Eighth Pay Commission: Unlikely fiscal impact in FY26


The eighth pay commission’s fiscal implication may come into play only in the Union Budget 2026-27, giving Finance Minister Nirmala Sitharaman ample financial room in the upcoming Union Budget 2025-26. However, the fiscal impact of the Remuneration Commission will have to be taken into account in the medium-term expenditure plans, as well as in the recommendations of the XVI Finance Commission.

In a welcome move for more than 60 lakh central government employees and 65 lakh pensioners, the Center has announced that it will set up a committee for the eighth Pay Commission. The Commission is likely to be formed in 2026, and its recommendations are likely to be effective from January 1, 2026.

The formation of the new pay commission is expected to give a significant boost to consumption and economic growth, along with an improvement in the quality of life of government employees, sources said.

The Seventh Pay Commission was set up in 2014 and its recommendations were for the 10-year period from January 1, 2016 to December 31, 2025, in which it had recommended an overall adjustment factor of 2 .57 depending on the movement of inflation.

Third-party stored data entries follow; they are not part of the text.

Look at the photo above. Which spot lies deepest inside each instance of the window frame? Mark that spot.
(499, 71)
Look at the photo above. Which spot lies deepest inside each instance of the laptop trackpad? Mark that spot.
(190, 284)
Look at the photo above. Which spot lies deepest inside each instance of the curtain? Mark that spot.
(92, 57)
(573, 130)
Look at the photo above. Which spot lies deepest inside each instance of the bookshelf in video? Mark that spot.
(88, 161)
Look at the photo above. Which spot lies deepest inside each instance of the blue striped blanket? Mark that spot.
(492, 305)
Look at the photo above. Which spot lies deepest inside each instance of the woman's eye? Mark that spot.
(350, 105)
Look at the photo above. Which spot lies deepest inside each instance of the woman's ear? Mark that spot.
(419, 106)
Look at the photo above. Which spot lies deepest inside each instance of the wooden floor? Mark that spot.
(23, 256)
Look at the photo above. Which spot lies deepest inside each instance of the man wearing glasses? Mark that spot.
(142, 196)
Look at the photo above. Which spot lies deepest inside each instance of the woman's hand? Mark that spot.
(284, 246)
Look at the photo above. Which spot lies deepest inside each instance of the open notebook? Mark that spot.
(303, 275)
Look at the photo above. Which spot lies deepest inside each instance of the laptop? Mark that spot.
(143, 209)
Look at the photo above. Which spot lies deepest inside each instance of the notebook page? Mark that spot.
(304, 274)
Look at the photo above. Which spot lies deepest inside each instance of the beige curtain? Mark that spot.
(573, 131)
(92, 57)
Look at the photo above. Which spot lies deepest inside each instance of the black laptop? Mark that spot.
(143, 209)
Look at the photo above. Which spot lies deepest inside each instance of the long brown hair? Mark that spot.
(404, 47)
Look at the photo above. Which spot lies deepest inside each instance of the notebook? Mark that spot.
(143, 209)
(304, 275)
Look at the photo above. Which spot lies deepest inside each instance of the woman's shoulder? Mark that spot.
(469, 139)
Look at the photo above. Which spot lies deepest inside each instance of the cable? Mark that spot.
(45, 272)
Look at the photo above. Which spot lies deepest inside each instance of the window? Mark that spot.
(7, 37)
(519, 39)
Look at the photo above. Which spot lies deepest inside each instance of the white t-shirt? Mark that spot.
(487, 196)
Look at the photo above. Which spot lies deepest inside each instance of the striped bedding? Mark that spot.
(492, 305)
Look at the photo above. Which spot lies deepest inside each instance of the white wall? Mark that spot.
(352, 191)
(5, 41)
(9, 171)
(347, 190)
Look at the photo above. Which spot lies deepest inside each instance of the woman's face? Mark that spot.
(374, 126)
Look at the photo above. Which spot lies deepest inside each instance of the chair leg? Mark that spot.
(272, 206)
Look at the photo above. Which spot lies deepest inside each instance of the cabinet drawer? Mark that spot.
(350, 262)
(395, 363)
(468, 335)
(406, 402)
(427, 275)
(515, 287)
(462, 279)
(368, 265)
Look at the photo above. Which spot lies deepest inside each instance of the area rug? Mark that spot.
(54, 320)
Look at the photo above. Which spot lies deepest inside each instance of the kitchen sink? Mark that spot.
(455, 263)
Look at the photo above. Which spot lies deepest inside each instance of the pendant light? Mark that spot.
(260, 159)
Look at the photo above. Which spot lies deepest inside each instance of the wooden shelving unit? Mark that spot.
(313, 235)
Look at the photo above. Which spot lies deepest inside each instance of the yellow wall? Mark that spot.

According to sources, the Seventh Pay Commission saw an increase in expenditure of Rs 1 lakh crore for the fiscal year 2016-17.

The eighth pay commission will also have to estimate a similar adjustment factor taking into account the movement of CPI inflation during the intervening period.

DK Srivastava, chief policy advisor at EY India, noted that decennial revisions to salaries and pensions usually lead to a sharp increase in revenue expenditure growth. For example, the Centre’s revenue expenditure growth in 2016-17 was 9.9% as against 4.8% in the previous year. “This increase in 2026-27 would also have implications on the fiscal space available for growth in the Centre’s capital expenditure,” he noted.

The hikes in wages and pension expenses of central government employees would start being reflected in the central budget for FY27 onwards, he said.

“There would be tangible increases in government revenue expenditure that would affect the 16th Finance Commission’s estimates and its recommended transfers,” he further said, adding that the fiscal consolidation path needs to be properly calibrated given the additional pressures that are generated as a result of these. revisions

The recommendations of the Sixteenth Finance Commission would be from 2026-27 to 2030-31.

Aditi Nayar, Chief Economist and Head – Research and Outreach, ICRA also noted that while the award related to the 8th Pay Commission is unlikely to affect fiscal metrics in FY2026, the potential impact of the the same should be incorporated into the new fiscal consolidation in the medium term. path as well as the recommendations of the Finance Commission.

The Center is expected to do slightly better on its fiscal deficit target of 4.9% of GDP in FY25 and is seen to peg the fiscal deficit at or slightly below 4.5% in FY26 He has also indicated that from 2026-27 he will move to a new fiscal consolidation plan and would try to maintain the fiscal deficit every year so that the debt of the central administration is on a decreasing trajectory as percentage of GDP.